The failure (I think) is due to the character t on the test word patter being repeated. To resolve that, I’m thinking of creating a sort function where it walks through the entire string and checks for any duplicates. But since I’m thinking of implementing sort in pure bash function, are they any guides/tips you can provide? I understand that it may be a bit silly to avoid the external command sort, but it’s just me.

I did not include my code as it still messy am looking only for some pointers on how to create a bash sort function.

As always, thanks a lot!

Do you need to sort chars to track if you’ve seen the char and/or if it shows up multiple times?

If I can find any char that shows up multiple times without sorting, that would be optimal. But I am not sure if I need to sort it out first, then check?

This is the structure of my idea:

for ((i=0,x=$((i+1));i<${#mystring};i++)) {
# if mystring is sorted, I can try?
if [[ ${mystring:i:1} -lt ${mystring:x:1} ]]; then .... is where I ran out of ideas on how to compare char by char..

I'll change the title to be more specific to what I want.

Sure. If you first sorted, you could find dupes by comparing neighboring letters.

What if you wanted to count the occurrences of each letter? Could you build a mapping of letter to occurrences? Could you use that for detecting dupes?
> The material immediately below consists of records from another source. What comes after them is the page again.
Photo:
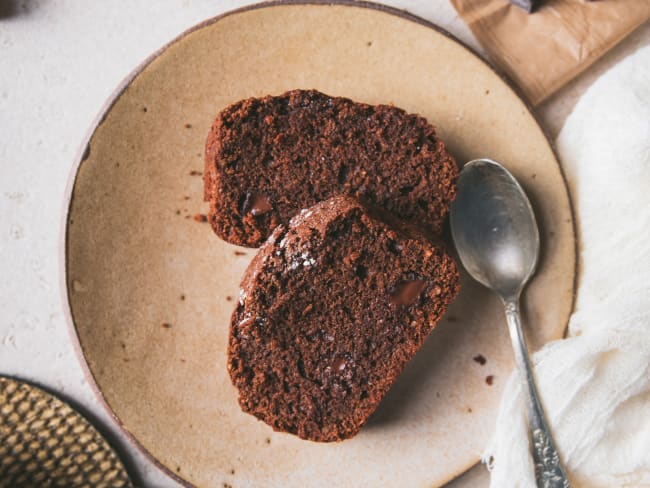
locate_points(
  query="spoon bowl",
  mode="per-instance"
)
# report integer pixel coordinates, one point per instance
(497, 237)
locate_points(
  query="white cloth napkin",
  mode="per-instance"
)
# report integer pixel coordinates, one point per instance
(595, 384)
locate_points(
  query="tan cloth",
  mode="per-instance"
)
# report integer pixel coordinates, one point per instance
(544, 50)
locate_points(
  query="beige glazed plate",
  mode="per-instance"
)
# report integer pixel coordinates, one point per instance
(151, 288)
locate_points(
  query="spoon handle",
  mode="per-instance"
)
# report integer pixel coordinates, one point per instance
(548, 469)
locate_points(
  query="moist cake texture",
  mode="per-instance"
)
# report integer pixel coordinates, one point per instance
(331, 309)
(267, 158)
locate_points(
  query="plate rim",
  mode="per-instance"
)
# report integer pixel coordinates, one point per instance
(84, 151)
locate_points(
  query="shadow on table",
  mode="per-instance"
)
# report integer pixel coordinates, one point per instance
(14, 8)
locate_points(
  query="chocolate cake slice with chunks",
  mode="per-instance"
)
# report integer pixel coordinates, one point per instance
(267, 158)
(331, 309)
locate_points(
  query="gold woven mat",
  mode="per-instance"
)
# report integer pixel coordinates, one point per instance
(44, 442)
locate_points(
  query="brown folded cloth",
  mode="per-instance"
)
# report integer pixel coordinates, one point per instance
(544, 50)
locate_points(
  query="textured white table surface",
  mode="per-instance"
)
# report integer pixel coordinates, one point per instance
(59, 61)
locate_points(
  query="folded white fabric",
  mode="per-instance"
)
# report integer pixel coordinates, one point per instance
(595, 384)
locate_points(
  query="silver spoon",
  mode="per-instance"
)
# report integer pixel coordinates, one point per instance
(497, 239)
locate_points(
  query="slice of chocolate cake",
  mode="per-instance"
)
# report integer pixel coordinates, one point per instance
(266, 158)
(330, 311)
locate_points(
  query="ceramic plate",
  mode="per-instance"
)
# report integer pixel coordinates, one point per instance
(151, 288)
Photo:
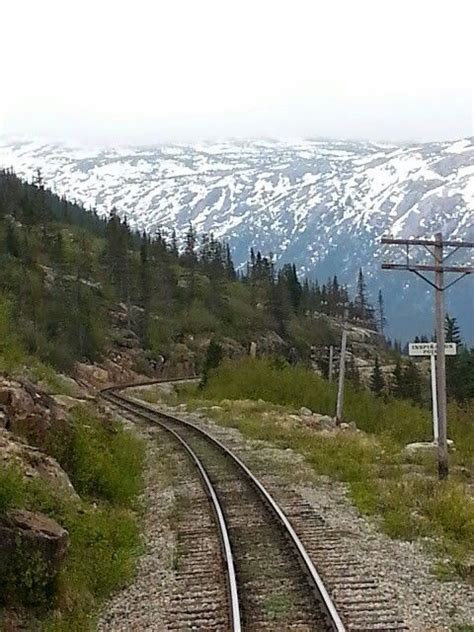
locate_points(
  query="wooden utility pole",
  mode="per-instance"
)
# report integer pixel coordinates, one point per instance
(342, 369)
(331, 362)
(443, 466)
(436, 249)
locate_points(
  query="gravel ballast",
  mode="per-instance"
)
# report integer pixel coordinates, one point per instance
(402, 570)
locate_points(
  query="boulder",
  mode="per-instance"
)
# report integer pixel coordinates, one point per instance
(34, 464)
(32, 549)
(422, 446)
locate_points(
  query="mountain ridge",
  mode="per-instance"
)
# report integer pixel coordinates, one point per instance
(323, 204)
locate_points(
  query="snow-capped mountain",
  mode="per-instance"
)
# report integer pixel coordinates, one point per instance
(323, 204)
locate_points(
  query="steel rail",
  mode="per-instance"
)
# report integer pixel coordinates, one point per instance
(235, 615)
(306, 562)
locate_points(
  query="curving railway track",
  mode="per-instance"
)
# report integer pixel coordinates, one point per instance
(271, 582)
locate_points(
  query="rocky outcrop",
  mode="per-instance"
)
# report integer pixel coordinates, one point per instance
(28, 411)
(33, 463)
(32, 549)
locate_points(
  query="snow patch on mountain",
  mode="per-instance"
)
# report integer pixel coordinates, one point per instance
(323, 204)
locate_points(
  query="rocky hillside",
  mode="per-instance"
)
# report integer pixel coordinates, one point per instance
(321, 204)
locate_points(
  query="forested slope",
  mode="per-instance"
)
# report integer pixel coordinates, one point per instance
(64, 272)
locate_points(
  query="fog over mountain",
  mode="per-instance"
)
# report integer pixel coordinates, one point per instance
(323, 204)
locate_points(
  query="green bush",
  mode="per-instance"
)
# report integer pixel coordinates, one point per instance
(105, 464)
(295, 386)
(104, 460)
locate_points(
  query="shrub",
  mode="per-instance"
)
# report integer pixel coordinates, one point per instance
(295, 386)
(104, 459)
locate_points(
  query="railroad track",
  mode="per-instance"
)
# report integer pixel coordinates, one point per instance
(271, 582)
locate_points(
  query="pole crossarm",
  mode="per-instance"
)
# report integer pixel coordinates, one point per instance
(426, 242)
(436, 249)
(427, 268)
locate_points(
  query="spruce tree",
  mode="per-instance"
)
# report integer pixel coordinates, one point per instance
(377, 380)
(214, 355)
(382, 321)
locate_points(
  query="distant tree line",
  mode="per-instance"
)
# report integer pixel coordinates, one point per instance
(65, 270)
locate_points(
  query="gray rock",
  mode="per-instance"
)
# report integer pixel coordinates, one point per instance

Thanks for the pointer @IsaacG . I was able to create a function that does what I want by using a declarative array and initialise all keys with 0 values.

    16      function check_for_duplicate_char() {
    17          input="${1,,}"            
    18          declare -A myhash                     
    19          for ((i=0;i<${#input};i++)) {
    20              myhash+=( ["${input:i:1}"]=0 )
    21          }                          
    22          # Iterate through again to get any chars that shows up more than once.                         
    23          for ((i=0;i<${#input};i++)) {         
    24              key="${input:i:1}"
    25              echo "key:$key -- current value:${myhash[$key]}"
    26              myhash+=( [$key]=$((${myhash[$key]}+1)) )
    27          }   
1 Like

Note, you shouldn’t need to preset all the values to 0. You can drop the first loop. If you just want unique or not, you don’t even need to increment the value! It’s enough to just check for existence.

Indeed. All my tests are now passing ok, so this has now been resolved. Thanks!